Procedural Bar. If a petitioner has failed to present a particular claim before a state court in the manner prescribed by the state's procedural rules, a federal court will generally refuse to consider that claim on habeas review. A petitioner can overcome the procedural bar only by demonstrating either (1) cause for the procedural default and actual prejudice as a result of the alleged violation of federal law, or (2) that failure to review the claims will “result in a fundamental miscarriage of justice.” To demonstrate a fundamental miscarriage of justice, a habeas petitioner may present new reliable evidence supporting a claim of actual innocence, but the petitioner “must show that it is more likely than not that no reasonable juror would have convicted him in the light of the new evidence.” A petitioner can satisfy the “cause” requirement by showing, for example, that assistance of counsel was ineffective in violation of the Sixth Amendment, or that governmental interference rendered procedural compliance impracticable. A petitioner's illiteracy, pro se status, lack of legal knowledge, or reliance upon other inmates' assistance in preparing claims generally does not constitute sufficient cause to excuse a procedural default. To establish prejudice, a petitioner must show “not merely that the errors at his trial created a possibility of prejudice, but that they worked to his actual and substantial disadvantage, infecting his entire trial with error of constitutional dimensions.”

Federal courts considering a habeas claim should determine whether the claim is procedurally barred before considering whether relief is precluded by Teague's rule against applying “new” rules of constitutional law.
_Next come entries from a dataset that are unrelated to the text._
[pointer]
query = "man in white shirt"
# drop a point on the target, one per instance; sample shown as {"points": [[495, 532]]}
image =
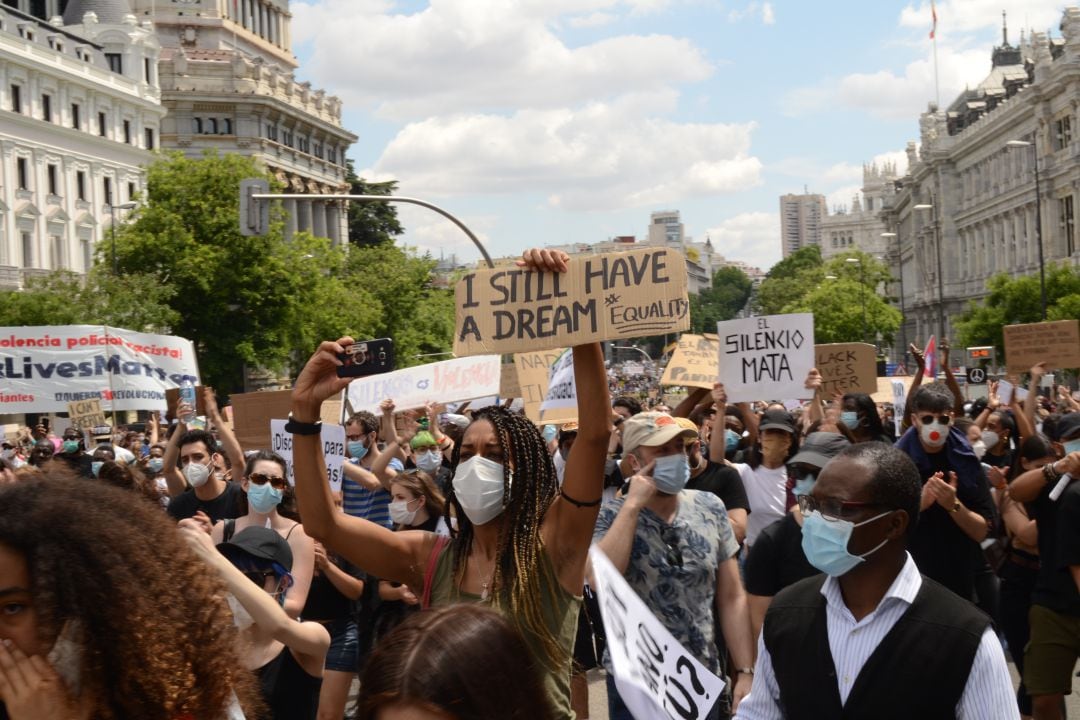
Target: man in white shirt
{"points": [[873, 638]]}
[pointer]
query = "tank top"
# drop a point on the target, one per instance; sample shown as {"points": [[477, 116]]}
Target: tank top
{"points": [[558, 607], [287, 689]]}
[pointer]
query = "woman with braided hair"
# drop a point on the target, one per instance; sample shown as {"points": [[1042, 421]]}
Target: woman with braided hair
{"points": [[521, 542]]}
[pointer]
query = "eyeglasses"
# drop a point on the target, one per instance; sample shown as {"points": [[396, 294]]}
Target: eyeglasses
{"points": [[832, 508], [277, 481], [674, 556]]}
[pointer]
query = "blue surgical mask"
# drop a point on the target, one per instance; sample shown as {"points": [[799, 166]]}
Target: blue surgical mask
{"points": [[671, 473], [804, 486], [825, 543], [358, 449]]}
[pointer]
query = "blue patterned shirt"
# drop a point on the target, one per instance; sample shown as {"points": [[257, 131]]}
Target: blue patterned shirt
{"points": [[683, 598]]}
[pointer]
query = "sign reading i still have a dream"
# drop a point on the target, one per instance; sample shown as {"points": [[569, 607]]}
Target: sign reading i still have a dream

If the last state court to which a federal claim is presented ignores a potential state procedural default and reaches the merits of the claim, federal courts may consider the claim. If the last state court opinion is ambiguous as to whether it reached merits of claim or rendered its decision on procedural grounds, a federal court will presume state court reached the merits based on the last related state-court decision. However, this presumption is overcome if a state court invokes a state procedural bar that provides adequate grounds for dismissal independent of federal law, or if the last state order or opinion summarily upholds a reasoned lower state court decision that invokes a state procedural bar.